Claiming the meaning of “from the river to the sea” has changed at a protest in which people carry signs showing the map of Israel crossed out with a black X is as much a nonstarter as claiming your Confederate Flag t-shirt is about heritage not hate. People of good will stop using a phrase or symbol when it’s made clear to them that it is a dog whistle.
I’m not saying their position(s) perfectly align with my own. Like a lot of American Jews, I don’t feel like it makes sense to broadcast my position(s) both because I’m not a key stakeholder and because they are always evolving.

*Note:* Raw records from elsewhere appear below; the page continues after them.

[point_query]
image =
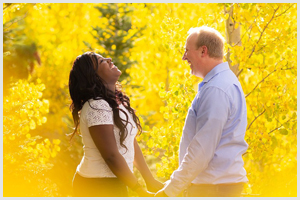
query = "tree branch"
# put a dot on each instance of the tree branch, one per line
(256, 118)
(280, 126)
(263, 32)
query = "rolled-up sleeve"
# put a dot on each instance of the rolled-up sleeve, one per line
(212, 109)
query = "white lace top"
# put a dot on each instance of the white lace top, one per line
(92, 164)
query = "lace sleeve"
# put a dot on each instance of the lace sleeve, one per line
(99, 112)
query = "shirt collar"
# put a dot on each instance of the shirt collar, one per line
(216, 70)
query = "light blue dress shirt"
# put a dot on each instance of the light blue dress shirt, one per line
(212, 142)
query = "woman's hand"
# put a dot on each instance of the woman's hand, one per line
(143, 193)
(154, 185)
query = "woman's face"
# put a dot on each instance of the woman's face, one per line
(107, 70)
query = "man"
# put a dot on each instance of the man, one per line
(212, 143)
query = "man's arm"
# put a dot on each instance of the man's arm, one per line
(212, 112)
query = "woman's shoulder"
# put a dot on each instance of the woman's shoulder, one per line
(99, 104)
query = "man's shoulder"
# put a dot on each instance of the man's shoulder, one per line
(223, 80)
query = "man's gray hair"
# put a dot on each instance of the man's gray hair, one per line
(211, 38)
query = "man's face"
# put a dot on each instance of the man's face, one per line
(192, 55)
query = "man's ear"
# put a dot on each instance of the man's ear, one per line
(204, 50)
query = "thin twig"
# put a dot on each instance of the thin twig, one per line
(256, 118)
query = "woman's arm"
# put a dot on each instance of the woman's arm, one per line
(104, 139)
(152, 184)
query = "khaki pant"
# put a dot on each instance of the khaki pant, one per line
(220, 190)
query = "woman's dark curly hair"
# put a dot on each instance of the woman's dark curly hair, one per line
(85, 84)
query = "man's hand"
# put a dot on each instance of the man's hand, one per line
(154, 186)
(161, 193)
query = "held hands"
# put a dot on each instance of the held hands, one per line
(154, 185)
(142, 192)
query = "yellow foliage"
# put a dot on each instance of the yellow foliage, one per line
(36, 117)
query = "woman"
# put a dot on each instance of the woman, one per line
(108, 126)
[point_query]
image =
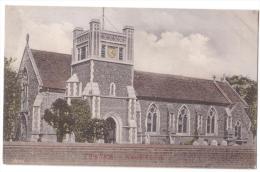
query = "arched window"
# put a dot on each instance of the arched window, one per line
(24, 88)
(228, 123)
(211, 121)
(238, 130)
(183, 120)
(152, 120)
(112, 91)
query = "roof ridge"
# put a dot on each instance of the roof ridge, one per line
(223, 93)
(173, 75)
(49, 52)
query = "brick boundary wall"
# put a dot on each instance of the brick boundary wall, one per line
(129, 155)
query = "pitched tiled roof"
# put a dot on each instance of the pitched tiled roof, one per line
(172, 87)
(232, 95)
(54, 68)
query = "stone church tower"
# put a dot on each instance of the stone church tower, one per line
(102, 72)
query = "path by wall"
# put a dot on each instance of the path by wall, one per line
(130, 155)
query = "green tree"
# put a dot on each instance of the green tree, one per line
(12, 94)
(81, 112)
(247, 89)
(60, 118)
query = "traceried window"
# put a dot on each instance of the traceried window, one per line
(103, 51)
(79, 54)
(112, 91)
(199, 121)
(238, 130)
(228, 123)
(24, 88)
(83, 53)
(121, 53)
(211, 121)
(183, 120)
(152, 119)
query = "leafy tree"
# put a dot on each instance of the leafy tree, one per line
(60, 118)
(247, 89)
(12, 94)
(81, 112)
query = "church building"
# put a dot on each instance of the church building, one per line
(144, 107)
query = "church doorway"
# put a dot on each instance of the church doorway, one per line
(110, 133)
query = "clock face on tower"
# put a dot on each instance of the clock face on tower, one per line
(112, 52)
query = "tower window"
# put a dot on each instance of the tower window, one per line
(79, 54)
(121, 53)
(103, 51)
(112, 91)
(83, 53)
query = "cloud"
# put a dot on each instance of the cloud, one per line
(198, 43)
(54, 37)
(174, 53)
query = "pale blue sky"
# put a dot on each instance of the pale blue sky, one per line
(198, 43)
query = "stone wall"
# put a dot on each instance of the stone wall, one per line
(83, 72)
(130, 155)
(106, 72)
(118, 107)
(163, 136)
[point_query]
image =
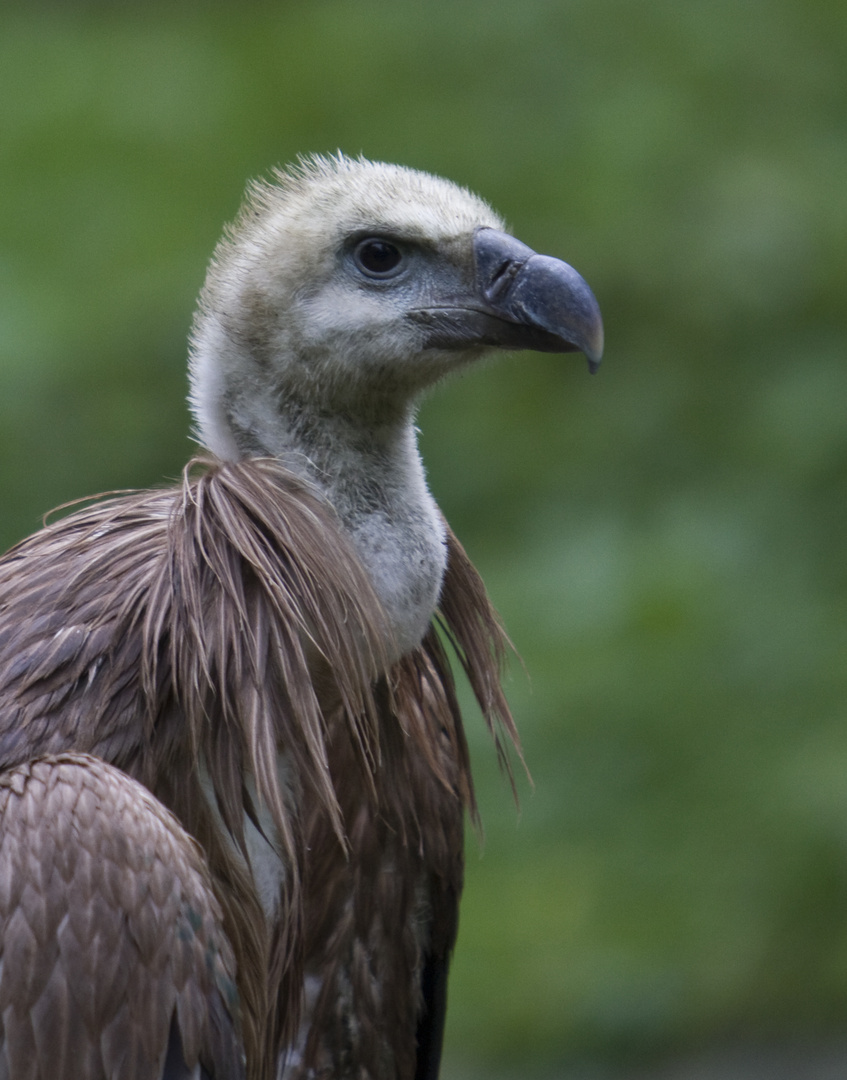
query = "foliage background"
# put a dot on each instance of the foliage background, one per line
(664, 540)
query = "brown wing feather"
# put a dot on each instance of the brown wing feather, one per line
(201, 623)
(109, 931)
(222, 622)
(380, 927)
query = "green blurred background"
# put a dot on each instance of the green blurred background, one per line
(664, 540)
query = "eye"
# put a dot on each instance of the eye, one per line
(378, 258)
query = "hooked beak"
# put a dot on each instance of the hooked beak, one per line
(521, 300)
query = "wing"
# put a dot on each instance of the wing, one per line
(70, 634)
(201, 625)
(113, 960)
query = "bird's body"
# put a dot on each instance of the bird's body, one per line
(257, 646)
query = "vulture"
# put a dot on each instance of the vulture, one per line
(233, 774)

I am saying that if you are attending rallies whose mission is the displacement of 46% of the world’s Jews through terrorism and war, but think you are attending a peace rally, their position(s) probably more closely align with yours than those of the leaders of said protest. If your position is, in fact, “I support the displacement of 46% of the world’s Jews through terrorism and war,” then, as we say, may a child be named after you soon.
These times are so hard for everyone. Hamas does not speak for all Arabs, Netanyahu does not speak for all Jews. We all need to feel safe. Hamas needs to stop trying to wipe out Israel. We need to shake hands, each return all of the hostages, and live in as much harmony as we can muster.

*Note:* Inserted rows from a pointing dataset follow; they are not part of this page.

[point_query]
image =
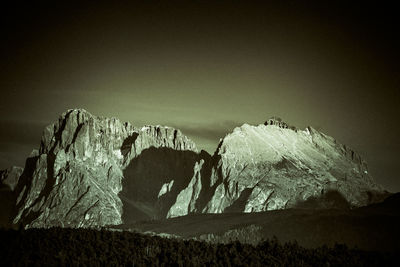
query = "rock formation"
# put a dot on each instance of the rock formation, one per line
(95, 171)
(272, 166)
(9, 177)
(77, 176)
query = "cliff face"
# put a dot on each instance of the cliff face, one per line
(95, 171)
(76, 177)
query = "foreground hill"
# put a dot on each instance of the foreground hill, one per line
(96, 171)
(373, 228)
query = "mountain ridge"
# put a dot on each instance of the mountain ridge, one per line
(95, 171)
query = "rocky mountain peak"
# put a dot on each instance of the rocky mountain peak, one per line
(278, 122)
(79, 170)
(96, 171)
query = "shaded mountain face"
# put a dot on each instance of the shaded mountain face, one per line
(95, 171)
(77, 175)
(274, 166)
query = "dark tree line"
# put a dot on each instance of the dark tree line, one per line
(83, 247)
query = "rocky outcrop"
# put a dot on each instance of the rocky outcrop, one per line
(77, 176)
(272, 166)
(96, 171)
(9, 177)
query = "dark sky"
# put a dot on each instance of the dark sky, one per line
(206, 68)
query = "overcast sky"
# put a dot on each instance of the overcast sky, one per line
(205, 68)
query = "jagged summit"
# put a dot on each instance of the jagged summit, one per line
(278, 122)
(95, 171)
(77, 175)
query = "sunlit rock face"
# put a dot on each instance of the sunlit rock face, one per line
(93, 171)
(275, 166)
(77, 175)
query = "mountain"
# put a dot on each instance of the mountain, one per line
(274, 166)
(374, 227)
(77, 179)
(96, 171)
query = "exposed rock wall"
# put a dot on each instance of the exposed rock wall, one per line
(270, 167)
(78, 173)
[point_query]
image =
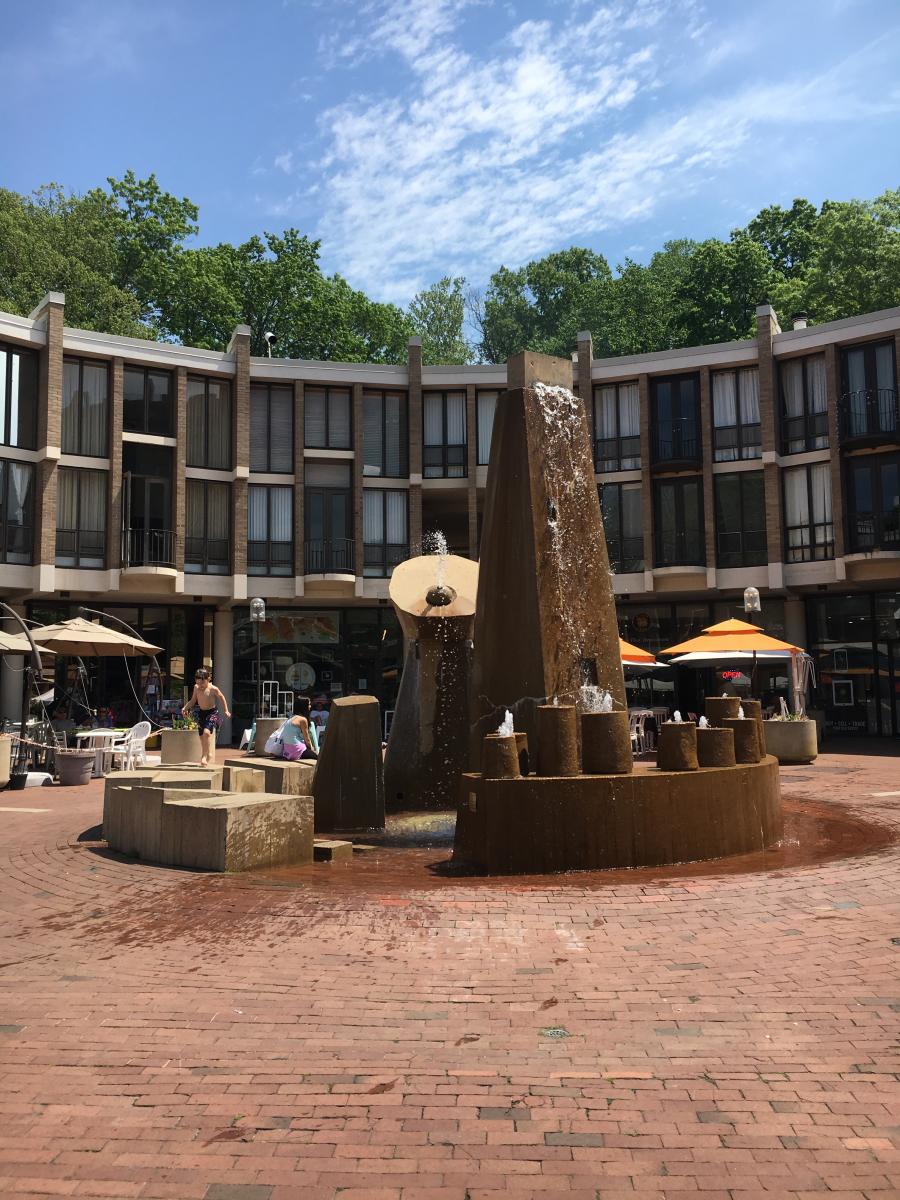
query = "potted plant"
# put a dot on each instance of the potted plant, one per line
(75, 767)
(181, 743)
(791, 737)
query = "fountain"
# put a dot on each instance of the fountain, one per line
(435, 599)
(546, 654)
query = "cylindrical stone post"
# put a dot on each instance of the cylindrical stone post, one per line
(677, 748)
(606, 744)
(499, 756)
(557, 739)
(754, 708)
(715, 748)
(717, 708)
(747, 738)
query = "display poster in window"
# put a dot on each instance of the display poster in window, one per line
(309, 628)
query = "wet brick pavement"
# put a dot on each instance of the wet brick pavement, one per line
(383, 1031)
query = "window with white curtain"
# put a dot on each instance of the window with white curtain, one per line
(82, 517)
(209, 423)
(327, 419)
(385, 435)
(385, 534)
(85, 408)
(208, 527)
(17, 515)
(271, 429)
(804, 403)
(270, 529)
(737, 432)
(18, 397)
(617, 427)
(486, 409)
(809, 528)
(444, 435)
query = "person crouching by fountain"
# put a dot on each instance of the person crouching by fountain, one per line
(204, 703)
(297, 736)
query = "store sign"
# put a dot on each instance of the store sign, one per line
(309, 628)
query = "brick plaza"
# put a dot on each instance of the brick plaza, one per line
(379, 1030)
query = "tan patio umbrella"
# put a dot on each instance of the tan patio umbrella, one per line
(87, 639)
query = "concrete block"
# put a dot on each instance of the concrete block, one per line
(282, 778)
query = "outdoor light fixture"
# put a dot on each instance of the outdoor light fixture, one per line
(257, 615)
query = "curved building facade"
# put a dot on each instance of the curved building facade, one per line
(169, 485)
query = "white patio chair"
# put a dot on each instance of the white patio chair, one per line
(131, 748)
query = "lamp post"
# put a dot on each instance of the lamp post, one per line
(257, 615)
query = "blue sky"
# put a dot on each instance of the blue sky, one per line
(419, 138)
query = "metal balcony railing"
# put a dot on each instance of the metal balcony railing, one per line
(148, 547)
(869, 413)
(329, 557)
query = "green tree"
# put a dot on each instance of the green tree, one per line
(437, 316)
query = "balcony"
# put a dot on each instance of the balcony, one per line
(329, 557)
(676, 444)
(148, 547)
(625, 555)
(869, 417)
(874, 531)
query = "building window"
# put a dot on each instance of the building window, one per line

I didn't attend this year's conference, but I have followed accounts from you and others. This is a courageous post, Sarah. Thank you for writing and publishing it.
Initially, I found the response that AWP issued (that you quote above) to be fairly good. I was grateful that AWP was distancing itself from the RAWI campaign and reminding *everyone* of conference policies/behavioral expectations.
But I think it's important to note that this wasn't the end: RAWI publicized its reaction to the AWP message (https://www.instagram.com/p/C3EDC6dPCTo/) and then, as far as I understand, AWP circulated a second message. Since I can't seem to post a screenshot of it, here's its text:
"Dear #AWP24 Event Moderators,
AWP received multiple queries regarding the statement RAWI proposed via email on February 6. AWP was not aware that RAWI was sending the communication, did not share email addresses, did not originate the messaging, and is not requiring the reading of the statement.
We recognize and embrace that some people may agree with the statement and some may not. Each panel is free to decide whether or not to deliver RAWI’s requested statement, deliver one of their own, or none at all. Your decision will be respected by AWP. Thank you and we look forward to your engaging panels.
Sincerely,
Your AWP Staff and Board"
I found that second AWP message to be much less praiseworthy.
Unfortunately, the anti-Israelism that you and others experienced at this year's AWP conference—and that has manifested more broadly among literary and literary-adjacent communities since October 7—isn't altogether new. But it's certainly become much more visible and much more intense.
And much more upsetting.
Yes, a great deal work needs to be done, in the AWP context and elsewhere. Thank you for inviting your readers to begin that work.